Caeli is a startup dedicated to providing insight into air quality with a view from above. The satellites orbiting our planet provide their end-users with chronological and (near) real-time information. Satellite imagery can be a cheaper and more readily available option than remote sensing as a tool for measuring the molecular composition of our atmosphere. Generating maps displaying particulate matter such as Nitrogen Dioxide (NO2), Ammonia (NH3), Methane (CH4) and Ozone (O3) can help the public and government understand how changes to the atmosphere may affect health or influence the climate.

Measuring by Satellite

Our first step was to design an architecture that could process and store large influxes of data at a quick pace. Scalability was crucial considering the inevitable increase in data for processing and storage. The obvious choice for scalability was the digital clouds. In this case, the Amazon Web Services (AWS) cloud platform provided the best data storage options. We created a database within AWS and a data pipeline to collect the acquired data and write it into the database for the NO2 gas that can form particulate nitrates.

Scalable Architecture Designed for Time and Place

When Caeli retrieves information from their own database, they often want to filter it by time and location: for example, data from Amsterdam during January 2021. Filtering by time is not a problem because the data is stored chronologically (ascending); the database system roughly ‘knows’ in which rows the January 2021 records are found.

However, it becomes more complicated when you also want to filter the data by location. The visual data is not geo-referenced in the order of X and Y coordinates, and only about one record in a million in the database actually matches with coordinates in Amsterdam. It is very inefficient to check each of these lines, so the challenge was to find an architecture that could efficiently filter through multiple dimensions.

Take a look at Caeli’s data – simplified

Applying Knowledge and Skills

We made intensive use of many tools and techniques that the Aurai traineeship introduces. Both Amazon Web Services (AWS) and the Hadoop ecosystem, which together were the focus of this assignment, were extensively practiced during the traineeship.  

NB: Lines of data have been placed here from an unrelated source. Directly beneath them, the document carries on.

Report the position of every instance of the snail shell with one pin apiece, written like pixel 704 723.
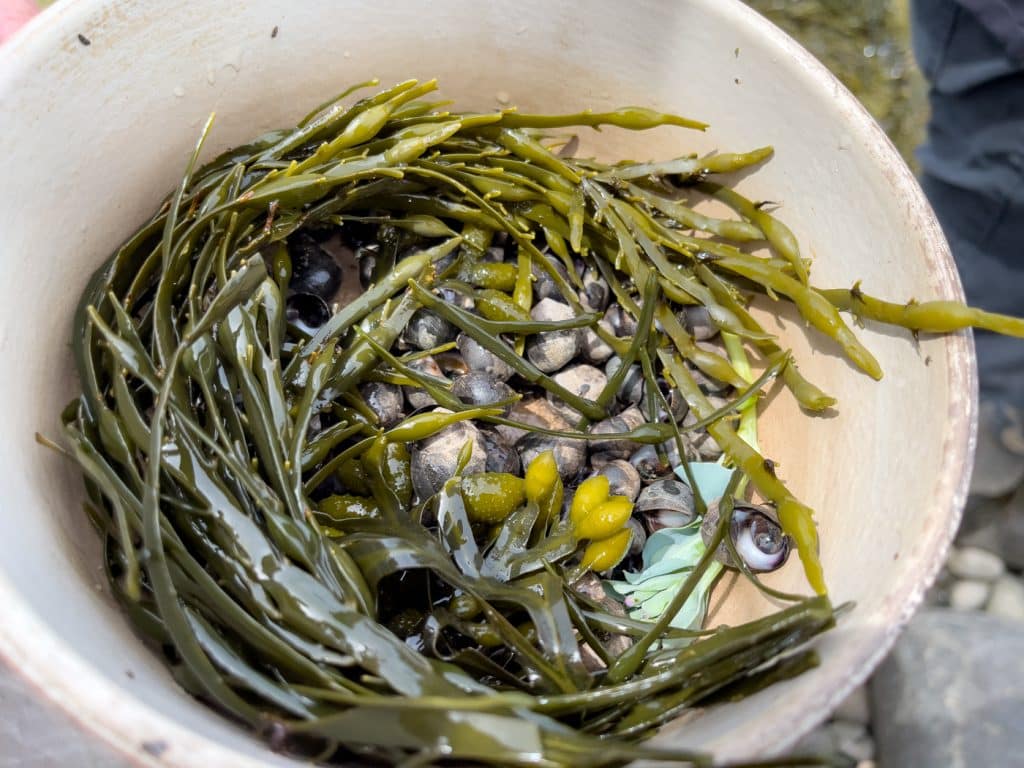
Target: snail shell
pixel 756 532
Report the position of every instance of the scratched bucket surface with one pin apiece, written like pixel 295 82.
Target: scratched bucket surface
pixel 94 135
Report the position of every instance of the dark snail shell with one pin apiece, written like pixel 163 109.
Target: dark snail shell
pixel 313 269
pixel 756 534
pixel 306 311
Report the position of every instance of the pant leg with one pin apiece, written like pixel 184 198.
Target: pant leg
pixel 973 172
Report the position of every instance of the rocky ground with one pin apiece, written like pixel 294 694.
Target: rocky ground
pixel 951 693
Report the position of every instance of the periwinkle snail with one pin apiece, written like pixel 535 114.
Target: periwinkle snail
pixel 756 534
pixel 313 270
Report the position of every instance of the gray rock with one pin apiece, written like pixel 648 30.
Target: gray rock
pixel 593 347
pixel 570 456
pixel 998 464
pixel 1008 600
pixel 553 349
pixel 537 412
pixel 623 478
pixel 385 400
pixel 426 331
pixel 949 694
pixel 435 459
pixel 969 595
pixel 622 322
pixel 856 708
pixel 853 739
pixel 479 358
pixel 996 525
pixel 697 322
pixel 974 563
pixel 478 388
pixel 582 380
pixel 631 388
pixel 416 396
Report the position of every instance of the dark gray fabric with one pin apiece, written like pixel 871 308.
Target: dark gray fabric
pixel 1004 18
pixel 973 162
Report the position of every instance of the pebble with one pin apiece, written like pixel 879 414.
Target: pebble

The training prepared everyone t provide the best solution for Caeli’s data management. On the one hand, Caeli receives a working end product that fits the necessary precision and accessibility of information. Nitrogen dioxide (NO2) data is now automatically collected and stored in a scalable database where records can be efficiently filtered by both date-time and location. On the other hand, clear documentation of processes and transfer protocols allows Caeli to manage this product itself and to reuse it for other atmospheric particulate matter.